Hätte die Uno-Mission die Putsche der malischen Militärs 2020 und 2021 nicht voraussehen und verhindern müssen?
Nein, das waren immer schon zwei Welten. Die Minusma war im Norden und später auch im Zentrum Malis aktiv. Damit, was in der Hauptstadt geschah, hatte sie wenig zu tun. Die Vorgängerregierung der Putschisten war sehr unfähig und korrupt. Die politische Elite ist historisch seit je sehr am Machterhalt interessiert und hat sich nie dafür interessiert, was im Rest des Landes passiert.
Woran liegt das?
Diese Länder im Sahel sind so etwas wie eine Fehlgeburt, sie haben den Zentralismus von Frankreich übernommen, so etwas wie einen Staat gab es nur in der Hauptstadt, die ländlichen Regionen wurden nie entwickelt. Auch ist das Parlament sehr schwach, die Regierenden wurden nie kontrolliert. Darüber sind sehr viele Leute in Ländern wie Mali, Niger, Burkina Faso so verärgert, dass sie sich bewaffneten Gruppierungen anschliessen oder Militärputsche gutheissen. Allerdings merken sie allmählich, dass auch die Bilanz der Putschregierungen nicht gut ist. An ihren Lebensverhältnissen hat sich nichts verbessert.

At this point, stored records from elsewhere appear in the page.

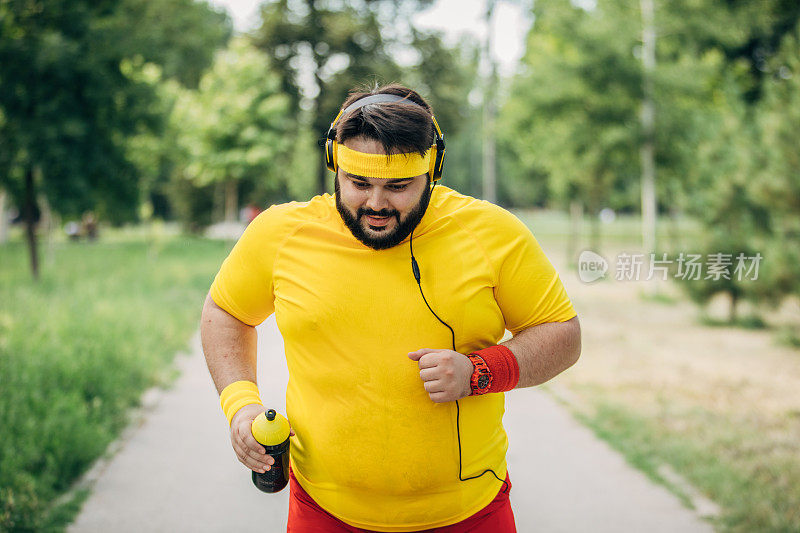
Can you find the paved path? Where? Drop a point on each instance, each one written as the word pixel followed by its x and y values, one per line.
pixel 177 472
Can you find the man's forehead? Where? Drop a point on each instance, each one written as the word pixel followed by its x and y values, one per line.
pixel 377 180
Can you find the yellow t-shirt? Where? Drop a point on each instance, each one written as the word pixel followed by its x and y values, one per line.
pixel 370 446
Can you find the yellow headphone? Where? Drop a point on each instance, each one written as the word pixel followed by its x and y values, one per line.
pixel 437 154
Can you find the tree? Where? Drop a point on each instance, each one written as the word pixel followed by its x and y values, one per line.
pixel 571 113
pixel 336 46
pixel 68 104
pixel 234 128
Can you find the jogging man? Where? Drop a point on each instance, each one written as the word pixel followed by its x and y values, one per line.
pixel 391 296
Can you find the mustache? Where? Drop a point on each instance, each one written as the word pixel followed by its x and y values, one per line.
pixel 382 213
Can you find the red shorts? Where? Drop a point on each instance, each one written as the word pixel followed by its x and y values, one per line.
pixel 305 516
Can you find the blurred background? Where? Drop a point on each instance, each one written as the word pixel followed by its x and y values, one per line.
pixel 138 138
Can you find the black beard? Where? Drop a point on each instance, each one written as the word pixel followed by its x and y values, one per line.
pixel 402 229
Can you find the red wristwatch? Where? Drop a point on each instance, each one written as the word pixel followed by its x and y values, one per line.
pixel 481 378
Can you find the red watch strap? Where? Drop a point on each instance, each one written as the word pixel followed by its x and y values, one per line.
pixel 481 379
pixel 503 365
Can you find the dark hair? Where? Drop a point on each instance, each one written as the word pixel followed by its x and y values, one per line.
pixel 397 126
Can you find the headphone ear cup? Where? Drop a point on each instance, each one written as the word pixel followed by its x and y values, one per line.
pixel 437 162
pixel 330 155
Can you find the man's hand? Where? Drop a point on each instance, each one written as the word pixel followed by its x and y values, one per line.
pixel 248 450
pixel 446 374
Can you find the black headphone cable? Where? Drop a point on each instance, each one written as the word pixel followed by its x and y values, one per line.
pixel 417 276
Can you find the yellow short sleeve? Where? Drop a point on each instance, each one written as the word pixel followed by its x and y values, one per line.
pixel 243 285
pixel 528 289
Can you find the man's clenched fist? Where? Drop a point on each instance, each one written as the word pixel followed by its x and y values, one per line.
pixel 445 373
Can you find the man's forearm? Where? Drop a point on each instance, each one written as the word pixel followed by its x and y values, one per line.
pixel 229 346
pixel 545 350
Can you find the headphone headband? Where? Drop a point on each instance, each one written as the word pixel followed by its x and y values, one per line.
pixel 437 162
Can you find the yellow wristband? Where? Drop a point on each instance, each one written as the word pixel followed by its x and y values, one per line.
pixel 237 395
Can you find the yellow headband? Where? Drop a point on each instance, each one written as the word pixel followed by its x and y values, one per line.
pixel 406 165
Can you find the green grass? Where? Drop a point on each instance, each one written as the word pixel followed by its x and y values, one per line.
pixel 754 479
pixel 78 348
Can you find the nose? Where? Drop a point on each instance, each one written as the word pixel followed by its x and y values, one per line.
pixel 377 199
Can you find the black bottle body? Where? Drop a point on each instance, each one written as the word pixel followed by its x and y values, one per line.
pixel 274 479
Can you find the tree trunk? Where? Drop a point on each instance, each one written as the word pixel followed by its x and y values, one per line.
pixel 231 201
pixel 489 112
pixel 3 217
pixel 575 218
pixel 647 150
pixel 594 239
pixel 732 310
pixel 29 214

Was bedeutet der faktische Rauswurf aus Mali für andere Friedensmissionen der Uno in Afrika?
Die Zeit der grossen Friedensmissionen geht zu Ende. Sie kosten sehr viel Geld, doch die Ergebnisse sind meist bescheiden. Die grossen Friedensmissionen hatten auch strukturelle Defizite. In Mali etwa waren sehr viele Soldaten aus anderen afrikanischen Ländern im Einsatz, die gar keine richtigen Soldaten waren, sondern einfach von ihren Regierung dort hingeschickt wurden, weil es für den Einsatz sehr viel Geld gab.
Gäbe es Alternativen zu den Friedensmissionen? Oder soll Europa Staaten wie Mali einfach sich selbst überlassen?
Die Europäer sind im Sahel schon noch aktiv. Die Frage ist weniger, ob Europa etwas machen will, sondern ob Europa noch etwas machen kann – also ob die Europäer noch willkommen sind. Zumal mit Russland, der Türkei und China andere Staaten auftreten, die ebenfalls Einfluss nehmen wollen. Die Russen zum Beispiel führen eine geschickte Kampagne in den sozialen Netzwerken, mit der sie sich als Land ohne koloniale Vergangenheit darstellen und eine neue Art von Partnerschaft anbieten.
Das kommt offensichtlich an.
Die wenigsten Menschen in Mali kennen Russland, sie haben nicht wirklich den Wunsch, mit Russland zusammenzuarbeiten. Doch noch kanalisieren die Russen die öffentliche Unzufriedenheit ganz geschickt.
Der deutsche Historiker und Islamwissenschafter Ulf Laessing leitet das Regionalprogramm Sahel der Konrad-Adenauer-Stiftung und lebt in der malischen Hauptstadt Bamako. Der frühere Journalist befasst sich intensiv mit den Themen Konflikte und Militärmissionen, politische Transformation, Terrorismus und Jihadisten. Laessing hat zudem ein Buch über den Libyen-Konflikt geschrieben.